Existen varias retribuciones en especie que ni siquiera son consideradas rendimientos del trabajo. Es decir, son disfrutadas por el trabajador y no se deben incluir en el IRPF. Esto supone una exención en IRPF del 100 % de la mismas. Son las siguientes:
- Formación: Regulado en el siguiente artículo, donde recoge el tipo de formación que tiene la ventaja fiscal comentada. Gastos de estudio para la actualización, capacitación o reciclaje del personal empleado (Art. 44 reglamento IRPF). No puede ser cualquier tipo de formación, sino aquella necesaria para la actualización o reciclaje del personal, y que sea necesaria para el desarrollo de su actividad. Tiene todo el sentido esta medida por parte del legislador, ya que es una de las medidas que necesita la pyme española: potenciar la productividad de los empleados a través de programas de formación continua. La formación puede ser impartida por personal interno de la empresa, por entidades externas especializadas o por formadores externos. La empresa debe hacer un plan de marketing interno que traslade a los empleados que es una compañía que apuesta por la excelencia, que capacita al empleado a un nivel óptimo, que lo hace de manera absolutamente gratuita y que hace un esfuerzo económico en ellos porque apuesta por una relación duradera y estable.

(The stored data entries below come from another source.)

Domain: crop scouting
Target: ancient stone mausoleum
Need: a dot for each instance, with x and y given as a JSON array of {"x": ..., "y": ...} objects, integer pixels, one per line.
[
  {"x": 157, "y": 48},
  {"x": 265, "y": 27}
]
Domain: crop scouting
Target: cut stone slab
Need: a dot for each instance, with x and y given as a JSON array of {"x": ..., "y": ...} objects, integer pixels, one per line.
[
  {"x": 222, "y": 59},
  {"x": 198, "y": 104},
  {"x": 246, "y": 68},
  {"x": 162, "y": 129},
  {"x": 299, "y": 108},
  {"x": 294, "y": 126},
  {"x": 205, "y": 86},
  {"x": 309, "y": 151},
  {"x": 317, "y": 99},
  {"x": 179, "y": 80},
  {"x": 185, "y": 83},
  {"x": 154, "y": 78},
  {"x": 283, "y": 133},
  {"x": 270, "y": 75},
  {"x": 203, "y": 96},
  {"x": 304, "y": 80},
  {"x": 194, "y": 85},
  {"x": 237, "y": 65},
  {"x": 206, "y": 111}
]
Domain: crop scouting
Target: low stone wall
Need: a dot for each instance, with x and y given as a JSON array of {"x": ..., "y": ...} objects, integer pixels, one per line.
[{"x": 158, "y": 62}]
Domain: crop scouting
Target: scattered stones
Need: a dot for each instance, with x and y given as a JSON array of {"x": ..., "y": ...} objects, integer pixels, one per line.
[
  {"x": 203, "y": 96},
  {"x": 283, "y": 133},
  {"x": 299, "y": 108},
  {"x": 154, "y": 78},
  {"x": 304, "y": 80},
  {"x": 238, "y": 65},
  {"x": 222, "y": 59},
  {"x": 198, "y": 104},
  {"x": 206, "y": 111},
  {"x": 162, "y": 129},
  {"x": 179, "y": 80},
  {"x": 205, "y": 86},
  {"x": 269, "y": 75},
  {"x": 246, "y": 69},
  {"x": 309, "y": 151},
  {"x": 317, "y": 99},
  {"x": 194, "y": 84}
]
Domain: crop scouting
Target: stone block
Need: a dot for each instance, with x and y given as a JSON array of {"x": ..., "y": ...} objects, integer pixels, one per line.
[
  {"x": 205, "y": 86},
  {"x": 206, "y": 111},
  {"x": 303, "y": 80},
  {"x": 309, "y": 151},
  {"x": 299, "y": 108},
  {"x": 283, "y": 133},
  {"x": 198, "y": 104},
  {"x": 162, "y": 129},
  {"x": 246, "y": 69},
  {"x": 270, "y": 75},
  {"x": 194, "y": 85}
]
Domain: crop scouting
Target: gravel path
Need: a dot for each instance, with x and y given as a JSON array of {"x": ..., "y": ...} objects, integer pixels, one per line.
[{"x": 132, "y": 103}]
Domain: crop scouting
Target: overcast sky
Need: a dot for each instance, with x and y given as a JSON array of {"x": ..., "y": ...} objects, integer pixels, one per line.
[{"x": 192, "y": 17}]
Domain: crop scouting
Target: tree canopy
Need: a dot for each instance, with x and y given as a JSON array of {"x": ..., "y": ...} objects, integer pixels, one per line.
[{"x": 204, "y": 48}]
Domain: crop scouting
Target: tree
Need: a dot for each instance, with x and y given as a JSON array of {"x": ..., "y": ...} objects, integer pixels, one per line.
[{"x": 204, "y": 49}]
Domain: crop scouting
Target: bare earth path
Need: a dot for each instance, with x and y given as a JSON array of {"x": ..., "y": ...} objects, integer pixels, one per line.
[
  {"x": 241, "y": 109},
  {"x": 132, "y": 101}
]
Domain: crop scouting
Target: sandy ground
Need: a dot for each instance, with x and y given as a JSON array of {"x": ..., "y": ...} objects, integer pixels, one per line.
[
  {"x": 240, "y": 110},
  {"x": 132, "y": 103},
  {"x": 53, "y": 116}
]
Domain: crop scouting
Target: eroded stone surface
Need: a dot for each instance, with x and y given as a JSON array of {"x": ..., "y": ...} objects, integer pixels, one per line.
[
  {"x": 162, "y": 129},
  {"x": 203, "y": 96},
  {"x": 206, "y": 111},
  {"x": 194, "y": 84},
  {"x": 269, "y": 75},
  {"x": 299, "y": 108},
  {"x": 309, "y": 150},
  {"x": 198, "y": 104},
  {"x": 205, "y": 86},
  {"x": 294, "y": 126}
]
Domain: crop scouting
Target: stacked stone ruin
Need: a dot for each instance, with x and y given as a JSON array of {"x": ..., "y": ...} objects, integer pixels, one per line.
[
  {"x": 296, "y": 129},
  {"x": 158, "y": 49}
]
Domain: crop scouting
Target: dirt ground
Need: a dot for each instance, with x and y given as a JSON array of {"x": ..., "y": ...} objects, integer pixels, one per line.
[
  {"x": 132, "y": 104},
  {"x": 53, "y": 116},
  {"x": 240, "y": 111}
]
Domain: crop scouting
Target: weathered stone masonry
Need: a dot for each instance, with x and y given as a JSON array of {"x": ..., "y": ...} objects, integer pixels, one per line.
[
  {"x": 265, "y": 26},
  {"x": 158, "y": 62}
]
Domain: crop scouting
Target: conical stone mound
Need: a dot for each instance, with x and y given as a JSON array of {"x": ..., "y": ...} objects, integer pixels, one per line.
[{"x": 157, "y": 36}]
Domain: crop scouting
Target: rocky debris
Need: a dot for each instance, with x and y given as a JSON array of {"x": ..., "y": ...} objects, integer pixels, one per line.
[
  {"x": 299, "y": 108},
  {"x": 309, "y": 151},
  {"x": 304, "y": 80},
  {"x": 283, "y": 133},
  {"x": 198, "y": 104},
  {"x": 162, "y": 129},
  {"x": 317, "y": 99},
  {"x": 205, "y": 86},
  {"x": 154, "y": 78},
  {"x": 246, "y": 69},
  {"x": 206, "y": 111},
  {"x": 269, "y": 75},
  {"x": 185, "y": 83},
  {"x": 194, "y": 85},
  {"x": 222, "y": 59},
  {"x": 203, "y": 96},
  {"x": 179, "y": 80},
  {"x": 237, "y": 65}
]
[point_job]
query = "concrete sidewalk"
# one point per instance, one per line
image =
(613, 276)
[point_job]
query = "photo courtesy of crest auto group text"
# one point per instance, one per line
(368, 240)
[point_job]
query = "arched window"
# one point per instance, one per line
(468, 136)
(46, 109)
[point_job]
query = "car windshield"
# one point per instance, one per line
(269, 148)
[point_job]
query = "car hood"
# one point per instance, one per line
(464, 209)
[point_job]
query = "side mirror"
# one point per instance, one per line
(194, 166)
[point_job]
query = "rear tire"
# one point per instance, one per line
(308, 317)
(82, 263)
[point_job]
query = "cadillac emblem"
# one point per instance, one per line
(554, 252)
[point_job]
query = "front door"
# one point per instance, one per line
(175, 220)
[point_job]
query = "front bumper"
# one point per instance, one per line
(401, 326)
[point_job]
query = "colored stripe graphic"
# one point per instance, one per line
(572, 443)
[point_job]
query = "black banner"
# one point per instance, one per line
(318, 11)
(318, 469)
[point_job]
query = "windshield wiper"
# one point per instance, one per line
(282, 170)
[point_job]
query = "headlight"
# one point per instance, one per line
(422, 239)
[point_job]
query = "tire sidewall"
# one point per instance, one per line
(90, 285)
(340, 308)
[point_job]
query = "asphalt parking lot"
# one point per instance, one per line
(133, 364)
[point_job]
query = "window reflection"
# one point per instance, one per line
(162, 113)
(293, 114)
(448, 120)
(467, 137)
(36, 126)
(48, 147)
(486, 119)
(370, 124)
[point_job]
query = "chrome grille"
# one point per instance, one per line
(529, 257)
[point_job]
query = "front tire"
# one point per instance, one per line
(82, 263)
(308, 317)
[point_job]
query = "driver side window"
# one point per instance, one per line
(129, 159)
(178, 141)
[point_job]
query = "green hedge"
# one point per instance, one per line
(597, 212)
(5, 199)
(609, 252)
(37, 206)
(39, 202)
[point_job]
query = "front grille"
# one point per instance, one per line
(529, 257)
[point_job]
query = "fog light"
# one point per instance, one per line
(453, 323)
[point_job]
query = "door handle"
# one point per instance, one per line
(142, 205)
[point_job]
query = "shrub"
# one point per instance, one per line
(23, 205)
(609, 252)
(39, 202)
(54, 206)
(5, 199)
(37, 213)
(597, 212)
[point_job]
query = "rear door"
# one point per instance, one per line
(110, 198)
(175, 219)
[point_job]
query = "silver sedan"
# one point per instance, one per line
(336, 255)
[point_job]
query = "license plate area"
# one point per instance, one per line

- Seguro de accidente laboral.
- Seguro de responsabilidad civil sobrevenido por su ocupación laboral. Estos no están sujetos a gravamen, a mi parecer de manera acertada, dadas las cuestiones tan sensibles que cubren. En definitiva, que si siguiéramos echando números nos iríamos fácilmente a más de 2000 € no sujetos a gravamen si la empresa nos pagara los tres conceptos mencionados.